It is not known whether the leaders of the Japanese Liberal Democratic Party (LDP) are familiar with the fundamentals of the Christian religion that is alien to them – and, in particular, with the Bible, which contains a very controversial phrase in the First Epistle to the Corinthians: “Let your wives be silent in the churches, for they are not allowed to speak. ” But the rules for holding meetings of the governing body of this ruling party seem to be based to a certain extent on the postulate mentioned above.
LDP General Secretary Toshihiro Nikai recently announced that women members of parliament will be allowed to attend meetings of the party’s majority-male steering committee, but they should express their views on the issues discussed at these meetings only in writing and only after the meeting.
The LDP has been the ruling party for 60 of the 66 years of independent Japan’s postwar history.
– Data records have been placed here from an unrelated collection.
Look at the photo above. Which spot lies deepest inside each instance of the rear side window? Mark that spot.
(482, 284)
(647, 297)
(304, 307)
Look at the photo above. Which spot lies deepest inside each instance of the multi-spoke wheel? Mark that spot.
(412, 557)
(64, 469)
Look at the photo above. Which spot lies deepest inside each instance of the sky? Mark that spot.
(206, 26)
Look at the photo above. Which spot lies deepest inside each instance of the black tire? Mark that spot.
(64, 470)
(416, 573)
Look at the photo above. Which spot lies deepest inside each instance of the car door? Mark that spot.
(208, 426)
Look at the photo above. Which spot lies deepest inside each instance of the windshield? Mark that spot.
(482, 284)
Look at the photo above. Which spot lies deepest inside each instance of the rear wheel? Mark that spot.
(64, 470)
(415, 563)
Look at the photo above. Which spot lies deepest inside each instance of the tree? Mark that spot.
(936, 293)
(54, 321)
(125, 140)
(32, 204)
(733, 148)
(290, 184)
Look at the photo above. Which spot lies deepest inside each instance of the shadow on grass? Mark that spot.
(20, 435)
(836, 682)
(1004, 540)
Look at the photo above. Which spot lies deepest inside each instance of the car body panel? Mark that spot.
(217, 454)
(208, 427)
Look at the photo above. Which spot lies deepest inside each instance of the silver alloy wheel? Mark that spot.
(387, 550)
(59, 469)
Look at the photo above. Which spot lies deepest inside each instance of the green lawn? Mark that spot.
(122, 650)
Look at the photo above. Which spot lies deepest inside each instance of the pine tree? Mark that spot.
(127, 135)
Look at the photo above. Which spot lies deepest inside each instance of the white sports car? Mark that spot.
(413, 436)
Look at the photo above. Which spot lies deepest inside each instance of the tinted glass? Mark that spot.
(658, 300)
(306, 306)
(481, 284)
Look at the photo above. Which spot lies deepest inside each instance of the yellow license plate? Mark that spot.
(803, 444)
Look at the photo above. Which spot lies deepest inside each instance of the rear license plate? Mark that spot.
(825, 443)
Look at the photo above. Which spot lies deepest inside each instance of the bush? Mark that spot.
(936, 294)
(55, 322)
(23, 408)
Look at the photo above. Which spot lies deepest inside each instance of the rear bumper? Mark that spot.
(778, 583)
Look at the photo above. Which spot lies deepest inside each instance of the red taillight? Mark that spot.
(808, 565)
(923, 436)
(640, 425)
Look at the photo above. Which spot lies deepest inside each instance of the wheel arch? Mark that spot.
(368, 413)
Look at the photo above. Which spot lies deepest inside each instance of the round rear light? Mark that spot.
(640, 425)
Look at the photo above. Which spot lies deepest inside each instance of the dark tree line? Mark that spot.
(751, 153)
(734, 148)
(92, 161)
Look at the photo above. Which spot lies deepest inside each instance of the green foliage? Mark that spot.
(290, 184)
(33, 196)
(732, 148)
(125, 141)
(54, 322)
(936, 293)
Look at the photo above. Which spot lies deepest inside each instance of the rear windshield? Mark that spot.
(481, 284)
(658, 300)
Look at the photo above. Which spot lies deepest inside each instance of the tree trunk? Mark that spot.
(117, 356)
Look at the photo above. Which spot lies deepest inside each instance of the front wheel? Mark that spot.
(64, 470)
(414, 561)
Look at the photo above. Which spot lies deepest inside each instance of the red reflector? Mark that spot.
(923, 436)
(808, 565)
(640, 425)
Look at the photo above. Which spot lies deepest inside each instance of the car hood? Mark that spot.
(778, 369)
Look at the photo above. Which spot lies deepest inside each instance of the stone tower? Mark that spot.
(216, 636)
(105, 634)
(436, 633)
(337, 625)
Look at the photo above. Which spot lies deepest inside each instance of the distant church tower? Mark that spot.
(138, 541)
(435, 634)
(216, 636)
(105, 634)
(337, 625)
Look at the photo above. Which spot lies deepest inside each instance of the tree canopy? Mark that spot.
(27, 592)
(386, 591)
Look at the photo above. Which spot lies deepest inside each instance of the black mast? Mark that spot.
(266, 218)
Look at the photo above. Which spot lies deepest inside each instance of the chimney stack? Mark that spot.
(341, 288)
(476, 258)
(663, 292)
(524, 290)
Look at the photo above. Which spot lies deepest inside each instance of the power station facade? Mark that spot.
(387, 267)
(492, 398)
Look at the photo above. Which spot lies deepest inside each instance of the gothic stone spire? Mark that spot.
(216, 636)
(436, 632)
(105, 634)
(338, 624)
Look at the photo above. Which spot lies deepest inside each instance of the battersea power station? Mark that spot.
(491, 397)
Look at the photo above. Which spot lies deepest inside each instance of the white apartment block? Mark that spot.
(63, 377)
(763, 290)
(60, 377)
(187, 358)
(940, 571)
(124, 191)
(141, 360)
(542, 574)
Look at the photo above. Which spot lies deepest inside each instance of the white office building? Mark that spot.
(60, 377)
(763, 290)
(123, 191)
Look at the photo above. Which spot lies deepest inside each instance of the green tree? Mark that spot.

The 12-member steering committee of the party has only two women, while the general council has only three women out of 25. There are only 10% of women in the House of Representatives of the Japanese Parliament.
The statement of the LDP secretary general drew criticism from the liberal media, which called him “discriminatory” and “suffering from social deafness.” The writer Mieko Kawakami noted that Nikai’s remarks show the inability of the party leadership to grasp the concept of gender equality. “In their view, men will take care of women as long as women do not threaten their careers and leave their ranks,” said Kawakami. “In Japan, women will always be considered second-class citizens.”
The chairman of the Tokyo Organizing Olympic Committee, Yoshiro Mori, a former prime minister of the country, recently resigned. The reason for the scandal was a statement by Mori, in which he allowed an increase in the number of women on the board of directors of the committee on the condition that “the time allotted for their speeches will be limited in a certain way.”